From f10a04c034c7285a1b15dfa4a83d3e56578e34e8 Mon Sep 17 00:00:00 2001
From: David Gibson <david@gibson.dropbear.id.au>
Date: Fri, 28 Apr 2006 15:02:51 +1000
Subject: [PATCH] [PATCH] powerpc: Fix pagetable bloat for hugepages

At present, ARCH=powerpc kernels can waste considerable space in
pagetables when making large hugepage mappings.  Hugepage PTEs go in
PMD pages, but each PMD page maps 256M and so contains only 16
hugepage PTEs (128 bytes of data), but takes up a 1024 byte
allocation.  With CONFIG_PPC_64K_PAGES enabled (64k base page size),
the situation is worse.  Now hugepage PTEs are at the PTE page level
(also mapping 256M), so we store 16 hugepage PTEs in a 64k allocation.
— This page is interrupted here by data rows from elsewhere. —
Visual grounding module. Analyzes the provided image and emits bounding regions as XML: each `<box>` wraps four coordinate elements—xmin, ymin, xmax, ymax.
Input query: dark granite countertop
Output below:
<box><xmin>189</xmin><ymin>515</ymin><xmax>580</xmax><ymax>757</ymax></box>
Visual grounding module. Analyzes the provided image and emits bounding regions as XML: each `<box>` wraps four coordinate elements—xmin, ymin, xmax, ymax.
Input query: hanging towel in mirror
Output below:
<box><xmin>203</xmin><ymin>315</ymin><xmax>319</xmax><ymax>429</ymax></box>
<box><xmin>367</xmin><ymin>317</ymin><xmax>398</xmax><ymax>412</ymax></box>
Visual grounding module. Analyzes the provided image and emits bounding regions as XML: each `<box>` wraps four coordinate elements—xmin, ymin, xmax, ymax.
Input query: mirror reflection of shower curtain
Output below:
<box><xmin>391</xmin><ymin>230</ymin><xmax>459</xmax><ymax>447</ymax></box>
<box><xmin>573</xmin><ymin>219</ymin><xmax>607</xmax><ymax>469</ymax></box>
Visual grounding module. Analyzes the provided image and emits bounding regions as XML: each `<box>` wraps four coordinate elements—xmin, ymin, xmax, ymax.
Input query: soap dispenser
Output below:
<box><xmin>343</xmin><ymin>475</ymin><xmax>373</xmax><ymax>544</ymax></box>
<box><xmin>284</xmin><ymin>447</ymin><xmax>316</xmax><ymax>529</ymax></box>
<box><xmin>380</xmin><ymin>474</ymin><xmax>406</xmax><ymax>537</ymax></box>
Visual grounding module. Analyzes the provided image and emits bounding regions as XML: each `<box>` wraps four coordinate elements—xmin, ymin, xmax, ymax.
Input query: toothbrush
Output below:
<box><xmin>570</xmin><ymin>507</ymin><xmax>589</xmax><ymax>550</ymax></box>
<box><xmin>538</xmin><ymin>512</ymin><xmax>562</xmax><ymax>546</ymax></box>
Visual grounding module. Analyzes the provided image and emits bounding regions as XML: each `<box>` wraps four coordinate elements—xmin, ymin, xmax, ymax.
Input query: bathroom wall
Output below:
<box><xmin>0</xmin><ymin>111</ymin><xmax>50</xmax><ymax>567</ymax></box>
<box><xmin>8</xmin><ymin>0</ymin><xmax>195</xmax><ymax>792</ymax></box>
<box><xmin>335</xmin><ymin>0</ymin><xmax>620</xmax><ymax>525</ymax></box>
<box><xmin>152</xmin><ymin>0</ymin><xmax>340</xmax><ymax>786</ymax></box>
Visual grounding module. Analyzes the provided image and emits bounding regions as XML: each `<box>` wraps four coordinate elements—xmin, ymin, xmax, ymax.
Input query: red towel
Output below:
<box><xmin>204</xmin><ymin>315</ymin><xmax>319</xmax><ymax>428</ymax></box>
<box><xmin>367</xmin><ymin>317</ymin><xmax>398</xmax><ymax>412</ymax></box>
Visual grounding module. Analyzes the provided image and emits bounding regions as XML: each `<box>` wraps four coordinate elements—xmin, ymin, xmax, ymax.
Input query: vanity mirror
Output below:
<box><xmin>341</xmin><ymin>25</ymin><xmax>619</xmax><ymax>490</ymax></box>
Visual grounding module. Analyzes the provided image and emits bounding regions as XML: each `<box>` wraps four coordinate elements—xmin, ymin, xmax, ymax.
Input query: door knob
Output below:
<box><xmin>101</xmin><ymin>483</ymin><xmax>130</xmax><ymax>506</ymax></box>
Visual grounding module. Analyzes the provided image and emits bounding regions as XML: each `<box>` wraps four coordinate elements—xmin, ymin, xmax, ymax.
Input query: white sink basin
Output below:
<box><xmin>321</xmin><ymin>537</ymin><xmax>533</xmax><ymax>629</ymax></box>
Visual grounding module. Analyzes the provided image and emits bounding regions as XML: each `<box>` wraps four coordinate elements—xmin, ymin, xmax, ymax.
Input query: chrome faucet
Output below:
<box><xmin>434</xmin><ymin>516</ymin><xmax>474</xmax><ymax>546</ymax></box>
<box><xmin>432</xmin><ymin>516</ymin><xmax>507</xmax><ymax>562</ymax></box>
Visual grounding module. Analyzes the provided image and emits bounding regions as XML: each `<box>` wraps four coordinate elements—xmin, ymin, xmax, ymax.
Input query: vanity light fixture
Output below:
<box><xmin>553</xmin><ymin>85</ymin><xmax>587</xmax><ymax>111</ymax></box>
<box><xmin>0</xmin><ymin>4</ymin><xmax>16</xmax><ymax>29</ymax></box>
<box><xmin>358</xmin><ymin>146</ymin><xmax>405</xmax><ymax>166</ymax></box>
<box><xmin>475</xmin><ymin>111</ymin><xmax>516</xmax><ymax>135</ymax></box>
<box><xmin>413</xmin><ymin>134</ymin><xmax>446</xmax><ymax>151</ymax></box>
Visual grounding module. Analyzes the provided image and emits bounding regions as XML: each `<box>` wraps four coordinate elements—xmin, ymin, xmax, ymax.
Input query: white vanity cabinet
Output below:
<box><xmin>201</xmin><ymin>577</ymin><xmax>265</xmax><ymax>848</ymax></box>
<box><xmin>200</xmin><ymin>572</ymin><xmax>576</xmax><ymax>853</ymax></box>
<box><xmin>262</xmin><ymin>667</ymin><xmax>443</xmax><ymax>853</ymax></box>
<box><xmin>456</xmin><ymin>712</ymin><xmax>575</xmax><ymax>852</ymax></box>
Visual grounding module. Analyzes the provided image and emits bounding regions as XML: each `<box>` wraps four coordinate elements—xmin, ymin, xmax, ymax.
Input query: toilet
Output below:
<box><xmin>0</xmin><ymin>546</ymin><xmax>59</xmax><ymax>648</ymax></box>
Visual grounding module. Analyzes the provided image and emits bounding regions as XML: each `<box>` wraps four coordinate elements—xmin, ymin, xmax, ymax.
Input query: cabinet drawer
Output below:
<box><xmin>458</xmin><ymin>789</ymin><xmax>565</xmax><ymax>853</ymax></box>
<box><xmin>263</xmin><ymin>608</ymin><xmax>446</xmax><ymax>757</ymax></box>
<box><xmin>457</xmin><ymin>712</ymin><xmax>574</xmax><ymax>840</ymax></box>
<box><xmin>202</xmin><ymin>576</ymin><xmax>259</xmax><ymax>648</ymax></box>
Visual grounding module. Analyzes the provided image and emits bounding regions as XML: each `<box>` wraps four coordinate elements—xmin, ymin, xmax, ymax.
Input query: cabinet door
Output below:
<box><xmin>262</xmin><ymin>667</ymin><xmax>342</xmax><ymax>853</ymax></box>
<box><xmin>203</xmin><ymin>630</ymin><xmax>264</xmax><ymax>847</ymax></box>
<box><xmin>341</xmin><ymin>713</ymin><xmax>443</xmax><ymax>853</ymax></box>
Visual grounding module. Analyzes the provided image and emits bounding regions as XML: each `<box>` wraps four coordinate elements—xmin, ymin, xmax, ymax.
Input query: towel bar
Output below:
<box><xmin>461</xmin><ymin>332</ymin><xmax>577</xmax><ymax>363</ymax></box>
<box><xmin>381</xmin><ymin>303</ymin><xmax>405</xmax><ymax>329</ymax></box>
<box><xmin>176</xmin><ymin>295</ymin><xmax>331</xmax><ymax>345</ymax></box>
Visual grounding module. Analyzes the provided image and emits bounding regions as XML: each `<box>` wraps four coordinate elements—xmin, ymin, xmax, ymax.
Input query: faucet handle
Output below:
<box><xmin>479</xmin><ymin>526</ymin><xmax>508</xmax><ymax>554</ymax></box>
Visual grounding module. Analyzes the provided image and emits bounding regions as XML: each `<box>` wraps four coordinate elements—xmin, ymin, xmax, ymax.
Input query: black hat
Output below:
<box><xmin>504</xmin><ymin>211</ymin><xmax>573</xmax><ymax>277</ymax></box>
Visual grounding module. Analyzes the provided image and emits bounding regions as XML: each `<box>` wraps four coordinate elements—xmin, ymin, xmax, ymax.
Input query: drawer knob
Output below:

The PowerPC MMU already means that any 256M region is either all
hugepage, or all normal pages.  Thus, with some care, we can use a
different allocation for the hugepage PTE tables and only allocate the
128 bytes necessary.

Signed-off-by: Paul Mackerras <paulus@samba.org>
---
 arch/powerpc/mm/hugetlbpage.c | 295 +++++++++++++++++++++++++++++-----
 arch/powerpc/mm/init_64.c     |   7 +
 include/asm-powerpc/page_64.h |   1 +
 include/asm-powerpc/pgalloc.h |   2 +
 4 files changed, 269 insertions(+), 36 deletions(-)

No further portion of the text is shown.